Professional Education
Data Wise: Using Assessment Results to Improve Teaching and Learning
June 18-22, 2012Apply
Application Deadlines:
Early Decision: March 2, 2012
Regular Decision: March 23, 2012
Tuition: $2,895
What You Will Learn
Discover a step-by-step process for using student assessment data—from daily class work to annual standardized tests—as a catalyst for improving the quality of education in your school.
Program Overview
Schools and districts have access to vast amounts of assessment data, but this data is often underutilized as a resource for improving teaching and learning. Whether you are fine-tuning instruction to meet the needs of individual learners or launching a major program overhaul, the ability to analyze and interpret data can help you and your colleagues make sound decisions.

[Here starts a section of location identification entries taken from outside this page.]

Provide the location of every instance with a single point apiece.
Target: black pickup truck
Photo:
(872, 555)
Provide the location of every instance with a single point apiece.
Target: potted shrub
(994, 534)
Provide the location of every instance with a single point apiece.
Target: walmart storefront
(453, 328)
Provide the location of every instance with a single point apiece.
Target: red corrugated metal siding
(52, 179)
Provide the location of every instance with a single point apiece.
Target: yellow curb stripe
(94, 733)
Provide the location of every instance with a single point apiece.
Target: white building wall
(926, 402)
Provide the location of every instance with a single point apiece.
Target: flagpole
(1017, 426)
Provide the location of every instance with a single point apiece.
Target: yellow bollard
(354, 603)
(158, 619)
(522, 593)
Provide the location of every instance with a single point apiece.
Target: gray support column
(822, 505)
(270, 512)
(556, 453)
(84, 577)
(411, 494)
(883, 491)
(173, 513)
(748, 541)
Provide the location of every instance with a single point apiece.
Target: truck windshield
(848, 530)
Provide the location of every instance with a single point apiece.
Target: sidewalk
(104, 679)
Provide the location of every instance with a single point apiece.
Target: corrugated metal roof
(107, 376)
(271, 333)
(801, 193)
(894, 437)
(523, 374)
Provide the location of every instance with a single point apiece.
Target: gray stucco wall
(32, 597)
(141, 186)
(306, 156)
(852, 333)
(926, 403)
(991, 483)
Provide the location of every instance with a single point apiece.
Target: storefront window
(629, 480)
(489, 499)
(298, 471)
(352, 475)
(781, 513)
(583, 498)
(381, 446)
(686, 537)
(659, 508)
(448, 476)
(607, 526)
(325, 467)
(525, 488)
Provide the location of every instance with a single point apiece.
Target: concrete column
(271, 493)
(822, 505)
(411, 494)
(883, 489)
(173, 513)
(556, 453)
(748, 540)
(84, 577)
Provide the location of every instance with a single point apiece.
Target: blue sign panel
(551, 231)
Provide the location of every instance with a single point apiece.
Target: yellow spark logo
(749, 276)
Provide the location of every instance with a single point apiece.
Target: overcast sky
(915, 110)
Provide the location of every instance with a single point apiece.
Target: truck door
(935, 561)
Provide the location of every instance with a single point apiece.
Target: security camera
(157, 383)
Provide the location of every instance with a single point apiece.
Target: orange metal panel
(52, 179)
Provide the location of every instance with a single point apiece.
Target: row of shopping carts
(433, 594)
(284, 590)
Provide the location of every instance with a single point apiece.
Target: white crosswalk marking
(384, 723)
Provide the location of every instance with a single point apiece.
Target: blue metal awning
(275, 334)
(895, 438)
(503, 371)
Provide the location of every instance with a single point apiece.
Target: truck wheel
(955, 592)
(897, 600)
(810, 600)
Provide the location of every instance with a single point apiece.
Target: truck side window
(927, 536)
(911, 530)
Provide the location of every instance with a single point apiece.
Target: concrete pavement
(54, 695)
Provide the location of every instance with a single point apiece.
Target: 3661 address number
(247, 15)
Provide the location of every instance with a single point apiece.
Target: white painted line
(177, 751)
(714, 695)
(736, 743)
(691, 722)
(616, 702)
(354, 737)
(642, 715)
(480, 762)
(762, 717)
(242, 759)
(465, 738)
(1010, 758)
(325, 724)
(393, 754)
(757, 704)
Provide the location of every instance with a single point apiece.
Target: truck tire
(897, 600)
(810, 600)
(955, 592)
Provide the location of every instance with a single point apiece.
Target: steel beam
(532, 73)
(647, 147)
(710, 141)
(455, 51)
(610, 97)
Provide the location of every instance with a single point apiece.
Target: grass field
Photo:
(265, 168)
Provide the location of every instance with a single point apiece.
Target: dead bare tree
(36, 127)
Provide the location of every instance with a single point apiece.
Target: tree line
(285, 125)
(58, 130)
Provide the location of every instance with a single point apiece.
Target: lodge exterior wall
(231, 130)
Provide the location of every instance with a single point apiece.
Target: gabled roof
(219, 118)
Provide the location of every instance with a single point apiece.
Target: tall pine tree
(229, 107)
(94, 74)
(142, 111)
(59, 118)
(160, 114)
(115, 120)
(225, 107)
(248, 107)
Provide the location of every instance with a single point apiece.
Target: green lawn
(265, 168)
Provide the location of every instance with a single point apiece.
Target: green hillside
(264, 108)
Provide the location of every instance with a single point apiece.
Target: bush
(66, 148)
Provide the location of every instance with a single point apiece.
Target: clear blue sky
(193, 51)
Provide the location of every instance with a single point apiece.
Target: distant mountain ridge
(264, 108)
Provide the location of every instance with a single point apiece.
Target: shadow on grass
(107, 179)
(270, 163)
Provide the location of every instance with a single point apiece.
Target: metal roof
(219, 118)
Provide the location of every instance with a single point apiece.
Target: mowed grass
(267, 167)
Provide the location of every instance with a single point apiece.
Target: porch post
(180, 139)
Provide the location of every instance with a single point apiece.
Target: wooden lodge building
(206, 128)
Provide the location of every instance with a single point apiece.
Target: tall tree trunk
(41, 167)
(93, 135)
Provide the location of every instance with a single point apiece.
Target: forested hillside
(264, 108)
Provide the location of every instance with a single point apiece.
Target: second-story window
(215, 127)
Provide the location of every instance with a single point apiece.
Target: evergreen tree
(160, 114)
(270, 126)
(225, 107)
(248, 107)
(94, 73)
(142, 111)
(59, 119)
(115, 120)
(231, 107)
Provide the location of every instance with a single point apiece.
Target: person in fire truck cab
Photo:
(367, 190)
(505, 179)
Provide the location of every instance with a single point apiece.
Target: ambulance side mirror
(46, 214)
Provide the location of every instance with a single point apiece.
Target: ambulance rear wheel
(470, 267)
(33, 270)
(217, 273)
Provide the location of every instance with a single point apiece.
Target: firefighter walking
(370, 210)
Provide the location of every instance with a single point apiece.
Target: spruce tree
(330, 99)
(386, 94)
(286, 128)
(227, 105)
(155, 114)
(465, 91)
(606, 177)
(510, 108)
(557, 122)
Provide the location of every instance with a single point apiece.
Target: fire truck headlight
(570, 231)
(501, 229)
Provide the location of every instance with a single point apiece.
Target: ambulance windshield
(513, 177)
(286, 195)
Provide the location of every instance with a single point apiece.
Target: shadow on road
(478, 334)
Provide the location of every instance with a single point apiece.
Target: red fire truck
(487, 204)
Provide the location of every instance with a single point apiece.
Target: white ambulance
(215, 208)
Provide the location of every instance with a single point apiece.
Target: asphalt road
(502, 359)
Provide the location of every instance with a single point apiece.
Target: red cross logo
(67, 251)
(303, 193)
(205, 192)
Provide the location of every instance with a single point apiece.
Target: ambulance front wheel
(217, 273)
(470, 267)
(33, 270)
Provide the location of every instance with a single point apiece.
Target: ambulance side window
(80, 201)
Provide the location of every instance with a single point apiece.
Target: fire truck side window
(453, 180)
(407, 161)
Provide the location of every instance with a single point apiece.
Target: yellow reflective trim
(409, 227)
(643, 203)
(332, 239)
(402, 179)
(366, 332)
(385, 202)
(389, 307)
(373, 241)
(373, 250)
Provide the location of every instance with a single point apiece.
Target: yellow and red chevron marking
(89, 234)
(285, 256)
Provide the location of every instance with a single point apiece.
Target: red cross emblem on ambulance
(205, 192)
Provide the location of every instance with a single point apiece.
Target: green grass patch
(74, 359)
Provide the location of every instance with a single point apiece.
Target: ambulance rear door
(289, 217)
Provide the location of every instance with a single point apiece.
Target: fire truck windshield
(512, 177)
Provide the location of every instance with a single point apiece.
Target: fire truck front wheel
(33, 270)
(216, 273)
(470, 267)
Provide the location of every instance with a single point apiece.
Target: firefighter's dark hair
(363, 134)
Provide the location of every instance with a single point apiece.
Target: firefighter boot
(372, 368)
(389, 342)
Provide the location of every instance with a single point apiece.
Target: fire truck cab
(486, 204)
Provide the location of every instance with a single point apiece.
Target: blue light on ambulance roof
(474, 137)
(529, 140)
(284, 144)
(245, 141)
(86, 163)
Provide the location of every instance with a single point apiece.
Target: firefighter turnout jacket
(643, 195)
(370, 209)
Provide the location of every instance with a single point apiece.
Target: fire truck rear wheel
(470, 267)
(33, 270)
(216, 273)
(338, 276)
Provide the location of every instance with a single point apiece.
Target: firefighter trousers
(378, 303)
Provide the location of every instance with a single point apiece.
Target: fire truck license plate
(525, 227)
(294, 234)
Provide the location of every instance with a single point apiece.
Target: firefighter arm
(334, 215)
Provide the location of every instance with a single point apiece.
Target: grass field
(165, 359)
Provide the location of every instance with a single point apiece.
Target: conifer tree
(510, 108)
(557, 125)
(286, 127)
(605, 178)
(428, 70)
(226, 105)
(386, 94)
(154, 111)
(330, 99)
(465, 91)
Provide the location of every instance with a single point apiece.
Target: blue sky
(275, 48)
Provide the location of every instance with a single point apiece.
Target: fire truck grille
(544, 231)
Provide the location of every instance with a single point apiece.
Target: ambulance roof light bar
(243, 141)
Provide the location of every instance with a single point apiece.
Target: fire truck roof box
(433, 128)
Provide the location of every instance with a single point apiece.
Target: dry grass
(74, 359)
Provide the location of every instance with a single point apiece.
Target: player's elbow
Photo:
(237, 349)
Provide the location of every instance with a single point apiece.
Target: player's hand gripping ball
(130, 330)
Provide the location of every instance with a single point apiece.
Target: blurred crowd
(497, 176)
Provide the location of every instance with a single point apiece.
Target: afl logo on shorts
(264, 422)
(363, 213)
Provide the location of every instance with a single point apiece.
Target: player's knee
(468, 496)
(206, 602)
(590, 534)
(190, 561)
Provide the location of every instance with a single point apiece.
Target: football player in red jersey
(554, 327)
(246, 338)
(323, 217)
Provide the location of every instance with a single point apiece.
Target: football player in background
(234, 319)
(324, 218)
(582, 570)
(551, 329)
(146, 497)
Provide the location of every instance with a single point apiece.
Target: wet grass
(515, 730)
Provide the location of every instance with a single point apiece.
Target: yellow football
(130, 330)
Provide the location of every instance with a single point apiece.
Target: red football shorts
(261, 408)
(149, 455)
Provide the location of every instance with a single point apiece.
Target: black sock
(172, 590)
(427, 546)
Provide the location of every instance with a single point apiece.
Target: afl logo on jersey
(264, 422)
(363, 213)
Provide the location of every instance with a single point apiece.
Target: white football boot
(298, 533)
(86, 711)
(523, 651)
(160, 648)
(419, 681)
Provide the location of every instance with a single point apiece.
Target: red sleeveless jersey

Data Wise is designed to support schools and districts that need to understand how to use multiple types of data to improve teaching and learning. In a hands-on, interactive format, you will analyze assessment data, learn a powerful protocol for examining instruction and cultivate the habits of mind that are essential to any effort to make meaningful instructional improvements. Working collaboratively with colleagues from your school, you will create an overview of your own school's data, developing both your technical skills for analyzing data and your leadership skills for using it effectively. Through case studies, large group presentations, small group discussions with colleagues from around the world, you will explore best practices as well as the challenges and rewards of using data wisely.
Program Objectives
- Understand the Data Wise Improvement Process as a way of organizing the work of improvement that your school may already be doing
- Cultivate the habits of mind that can improve the effectiveness of team meetings and help foster a supportive culture of inquiry
- Experience more than ten protocols that you can bring home to engage your faculty in the collaborative use of data
- Develop your skills in using Excel® and PowerPoint® to analyze, display and tell your data story
- Learn the five key elements of observing practice and appreciate the importance of examining instruction to the work of improvement
Who Should Attend
- School-based teams composed of a principal and one or several educators in leadership roles
- Districts are encouraged to consider sending multiple teams together—within one year or over several years—with one or more central office personnel committed to learning what Data Wise can look and feel like at the school level
Faculty Chairs
Kathryn Parker Boudett is Lecturer on Education and the Director of the Data Wise Project at HGSE. Her research and teaching focus on helping educators make effective use of a wide range of data sources to improve instruction and student achievement. She is coeditor of Data Wise: A Step-By-Step Guide to Using Assessment Results to Improve Teaching and Learning with Richard Murnane and Elizabeth City; Data Wise in Action: Stories of Schools Using Data to Improve Teaching and Learning with Jennifer Steele; and Key Elements of Observing Practice: A Data Wise Facilitator's Guide and DVD with Elizabeth City and Marcia Russell.
Elizabeth City is Lecturer on Education and Executive Director of the Doctor of Education Leadership (Ed.L.D.) program at HGSE. City has served as a teacher, instructional coach, principal and consultant. In each role, she focused on helping all children, and the educators who work with them, realize their full potential. Some of her publications include: Strategy in Action: How School Systems Can Support Powerful Learning and Teaching; Instructional Rounds in Education: A Network Approach to Improving Teaching and Learning; and Data Wise: A Step-By-Step Guide to Using Assessment Results to Improve Teaching and Learning.
Additional faculty to be announced.
Enrollment Instructions
Data Wise is an application program. Applicants are responsible for submitting a supplemental essay with their online application. Admission decisions are mailed three weeks after the application deadline.
Participants will be selected based upon the match between their stated objectives and the goals of the institute. To maximize the learning experience, the institute aims to bring together as diverse a group as possible.
Fees
The comprehensive program fee includes all sessions, instructional materials, refreshments and special events. Payment or purchase order must be received within 30 days of admission. Participants are responsible for their own travel expenses.
Cancellation Policy
Cancellations must be submitted via fax or email. Full refunds will be given up to 30 days prior to the start of the program. Due to program demand and pre-institute preparations, cancellations received 29–14 days prior to the start of the program are subject to a fee of 10% of the program tuition. Cancellations received within 13 days prior to the start of the program and no-shows are subject to the full program tuition. Please note: cancellation fees are based upon the date the written request is received.
Since the Harvard Graduate School of Education is not responsible for non-refundable travel arrangements or other expenses incurred, it is recommended that you not make lodging and travel arrangements until you are admitted to the program. The Harvard Graduate School of Education reserves the right to change faculty or cancel programs at its discretion. In the unlikely event of program changes, the school is not responsible for non-refundable travel arrangements or other planning expenses incurred.